This enactment sought to evaluate whether two performers transformed at the same time might encourage improvisation.
The exercise was carried out in a performance space off site, which acted as a means of determining the portability of the system and also enabled a black backdrop to be tested as an alternative to the previous white projection surfaces.
The video below illustrates the two performers playfully improvising verbally whilst in opposite gender, alternative less idealised body types against a black back drop and physical dance-like improvisation.
Early observations suggest that enabling two transformed performers to appear on stage at the same time does not immediately result in improvisation. Perhaps this is unsurprising, placing two performers unfamiliar with improvisation on a stage without a script for them to work with or a scenario designed to encourage improvisation is likely to produced the same results.
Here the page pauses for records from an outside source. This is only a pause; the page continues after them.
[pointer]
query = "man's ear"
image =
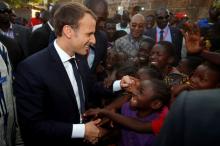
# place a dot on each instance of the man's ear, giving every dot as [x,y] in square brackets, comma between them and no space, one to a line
[156,104]
[67,31]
Conversation about why there was a lack of immediate improvisation gave rise to a number of suggestions including the idea that the addition of a third element for the performers to work with would give the performers something to work with and encourage improvisation. The third element could take on a number of forms, the entry of a virtual character or perhaps a virtual object that the performers could pass to each other. We all felt that a game like scenario, the throwing of a virtual (or real) ball for instance would immediately encourage play and improvisation.
There are a variety of techniques and games designed to encourage improvisation, many of these can be found on the website Impro Encyclopedia. These techniques could be used as a basis for creating improvisational interactive scenarios using the iMorphia platform and adapted to exploit the power of virtual scenography and the interactive gaming potential inherent in the Unity Games Engine.
In order to explore the potential of interactive improvisational scenarios and game like performances it is envisaged that the next stage of the research will investigate the addition of interactive objects able to respond to the virtual projected iMorphia characters.